Die Ausreise in Mutukula ist schnell geschafft. Die Einreise auf tansanischer Seite gestaltet sich wider Erwarten mühsamer, und zwar, weil man hier NUR US Dollars als Zahlungsmittel annimmt, nicht einmal in der tansanischen Landeswährung können wir die Visa bezahlen! Eine Bank gibt es auf Tansania-Boden keine, nur eine auf ugandischer Seite. Also muss Sämi illegalerweise nach Uganda zurück und auf der dortigen Bank (wo man ihn aber zum Schwarzhändler schickt!) Geld beschaffen. Natürlich geht das problemlos (kein Hahn kräht nach seinem Pass) – wir sind ja in Afrika…!

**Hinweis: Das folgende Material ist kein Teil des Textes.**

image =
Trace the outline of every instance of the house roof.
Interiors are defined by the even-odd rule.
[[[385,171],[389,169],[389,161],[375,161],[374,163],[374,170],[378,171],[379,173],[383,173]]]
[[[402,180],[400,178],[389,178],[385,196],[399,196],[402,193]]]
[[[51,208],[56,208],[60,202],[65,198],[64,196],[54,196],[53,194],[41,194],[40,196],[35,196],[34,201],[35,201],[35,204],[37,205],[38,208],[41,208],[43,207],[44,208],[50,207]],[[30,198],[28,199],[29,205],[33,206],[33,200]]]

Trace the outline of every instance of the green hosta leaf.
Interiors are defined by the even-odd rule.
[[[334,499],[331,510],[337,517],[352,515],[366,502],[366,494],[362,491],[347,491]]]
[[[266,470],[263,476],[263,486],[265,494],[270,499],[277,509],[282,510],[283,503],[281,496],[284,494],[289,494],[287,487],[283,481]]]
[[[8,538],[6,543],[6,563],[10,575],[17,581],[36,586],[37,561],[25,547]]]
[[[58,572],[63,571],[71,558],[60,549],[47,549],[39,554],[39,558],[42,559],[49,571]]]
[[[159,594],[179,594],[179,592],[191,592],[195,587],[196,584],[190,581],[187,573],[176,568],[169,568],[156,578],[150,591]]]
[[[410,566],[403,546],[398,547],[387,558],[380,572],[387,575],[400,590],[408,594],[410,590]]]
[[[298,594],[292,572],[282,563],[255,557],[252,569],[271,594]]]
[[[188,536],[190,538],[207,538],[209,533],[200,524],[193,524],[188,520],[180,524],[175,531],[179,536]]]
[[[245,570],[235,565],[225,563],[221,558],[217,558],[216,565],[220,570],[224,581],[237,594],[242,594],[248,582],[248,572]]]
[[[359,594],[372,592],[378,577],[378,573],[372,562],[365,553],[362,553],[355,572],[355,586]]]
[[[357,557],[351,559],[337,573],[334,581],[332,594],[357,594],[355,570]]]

Mit einem Visum mehr im Pass setzen wir die Reise entlang von Reisfeldern und Teeplantagen fort und erreichen am Nachmittag Bukoba am Victoriasee. Direkt am See – auf dem Sandstrand – finden wir eine Campingmöglichkeit und geniessen eine prachtvolle Abendstimmung bei Vollmond. Dafür müssen wir uns von neugierigen Besuchern beäugen lassen… Vor allem Olivia und Gian werden beim Spielen im Sand akribisch beobachtet. Aber das stört uns wenig. Wir sind es uns unterdessen recht gewohnt, Blickfang zu sein und begafft zu werden.

Der nächste Morgen zeigt sich in seiner schönsten Pracht: Kalenderfototauglicher Sonnenaufgang über dem See – herrlich! – verbunden mit einem «sauguten» Gefühl, am 9. Dezember am Strand des grössten Sees Afrikas (und zweit grössten Süsswassersees der Erde) zu frühstücken.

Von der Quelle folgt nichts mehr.